Playback quality vs frames per second

Apologies if this has been posted/resolved before (I did a quick search of the forum and couldn’t pinpoint anything similar):

Have a WD TV Live, which after sorting out networking shares, etc now works great. However, I noticed some choppy playback - looks like frame dropping - on certain movies. After comparing a few that worked perfect with those that don’t I’ve come to the conclusion that any movies encoded at 25.000 frames / second experience choppiness, while the ones at the more traditional 23.976 fps run great (regardless of bit rate). Is this a known issue, and am I best off re-encoding the offending videos to the lower frame rate? Or am I just missing something…?

Welcome to the forums.

How are you playing your shares?  If wireless, it’s most likely a bandwidth issue (look at the bitrates in a player like VLC – if they are greater than 25mbps that’s too much for most networks to stream properly).  You can verify this by copying one of the offending files to a USB stick and playing it locally – if it plays fine, it’s not the Live that’s at fault.
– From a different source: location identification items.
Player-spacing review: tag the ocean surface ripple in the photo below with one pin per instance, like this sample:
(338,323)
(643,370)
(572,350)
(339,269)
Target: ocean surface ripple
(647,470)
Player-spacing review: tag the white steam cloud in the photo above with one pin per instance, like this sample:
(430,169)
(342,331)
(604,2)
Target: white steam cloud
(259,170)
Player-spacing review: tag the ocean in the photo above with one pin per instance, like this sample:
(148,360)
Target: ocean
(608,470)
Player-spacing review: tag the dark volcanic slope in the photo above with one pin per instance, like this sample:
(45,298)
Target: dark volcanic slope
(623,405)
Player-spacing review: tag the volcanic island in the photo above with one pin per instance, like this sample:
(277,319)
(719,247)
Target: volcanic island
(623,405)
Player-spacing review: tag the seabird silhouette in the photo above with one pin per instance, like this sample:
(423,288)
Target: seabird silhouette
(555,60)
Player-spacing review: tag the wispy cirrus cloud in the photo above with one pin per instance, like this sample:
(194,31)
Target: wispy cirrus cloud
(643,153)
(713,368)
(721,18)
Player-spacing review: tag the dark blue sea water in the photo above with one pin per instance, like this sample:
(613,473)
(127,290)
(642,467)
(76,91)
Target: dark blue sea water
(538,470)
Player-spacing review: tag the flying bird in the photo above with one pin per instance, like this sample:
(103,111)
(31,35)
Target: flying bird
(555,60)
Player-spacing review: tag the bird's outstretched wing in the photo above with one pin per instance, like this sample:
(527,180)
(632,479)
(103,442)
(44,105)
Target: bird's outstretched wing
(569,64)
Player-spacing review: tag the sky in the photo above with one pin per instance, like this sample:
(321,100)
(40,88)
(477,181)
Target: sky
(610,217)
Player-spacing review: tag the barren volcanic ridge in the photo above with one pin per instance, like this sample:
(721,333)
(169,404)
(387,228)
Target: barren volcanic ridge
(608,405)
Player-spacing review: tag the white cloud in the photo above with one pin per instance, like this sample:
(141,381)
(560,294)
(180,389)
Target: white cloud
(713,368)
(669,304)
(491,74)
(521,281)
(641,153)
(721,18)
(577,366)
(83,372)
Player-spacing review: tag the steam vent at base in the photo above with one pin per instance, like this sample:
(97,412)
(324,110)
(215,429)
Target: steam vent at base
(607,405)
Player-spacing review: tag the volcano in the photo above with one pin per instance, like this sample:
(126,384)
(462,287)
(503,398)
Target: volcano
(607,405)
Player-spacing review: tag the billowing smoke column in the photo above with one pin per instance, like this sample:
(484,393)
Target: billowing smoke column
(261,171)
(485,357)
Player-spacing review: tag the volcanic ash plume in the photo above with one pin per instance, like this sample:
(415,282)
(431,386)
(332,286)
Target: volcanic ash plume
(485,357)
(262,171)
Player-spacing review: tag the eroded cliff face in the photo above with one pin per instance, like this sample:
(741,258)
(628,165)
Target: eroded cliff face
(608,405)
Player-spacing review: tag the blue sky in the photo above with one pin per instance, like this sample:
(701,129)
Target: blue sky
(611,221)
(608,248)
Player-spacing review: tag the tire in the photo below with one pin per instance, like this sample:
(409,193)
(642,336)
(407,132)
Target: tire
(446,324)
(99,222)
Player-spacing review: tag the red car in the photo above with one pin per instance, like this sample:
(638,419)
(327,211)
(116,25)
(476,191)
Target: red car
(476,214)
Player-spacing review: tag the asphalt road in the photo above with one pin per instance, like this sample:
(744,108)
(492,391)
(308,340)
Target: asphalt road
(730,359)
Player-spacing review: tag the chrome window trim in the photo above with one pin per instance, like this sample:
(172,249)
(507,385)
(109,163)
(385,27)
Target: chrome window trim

Thanks for the reply! :slight_smile:

I’ve tried playing both off of a wireless connection and a USB one and found the same issue in both cases. It has also been pretty independent of bit rates - most of which are sub 1mbps (~700kbps etc). I’ve also noticed that 30.000 fps seem to run fine. 

I’m wondering if it may be an issue with the TV, so I’m going to try using different video outputs to see if that makes any difference.

***UPDATE***

So, I connected it up to the TV via composite and component connections and the jumpiness disappeared. I then switched it back to HDMI and noticed it had originally been set to the AUTO mode on the WD TV Live. Switching it to HDMI 1080/60p (supported by the TV I’m using) also removed the frame-dropping!

I guess the bottom line is to make sure everything is configured properly :stuck_out_tongue:

As an aside - how does the AUTO setting decide what refresh rate to put out?

It decides based on the HDCP negotiation from the display and the media selected.   There have been other comments made in the IDEAS lab that the choice of refresh rate isn’t suitable for the frame rate of a lot of media types.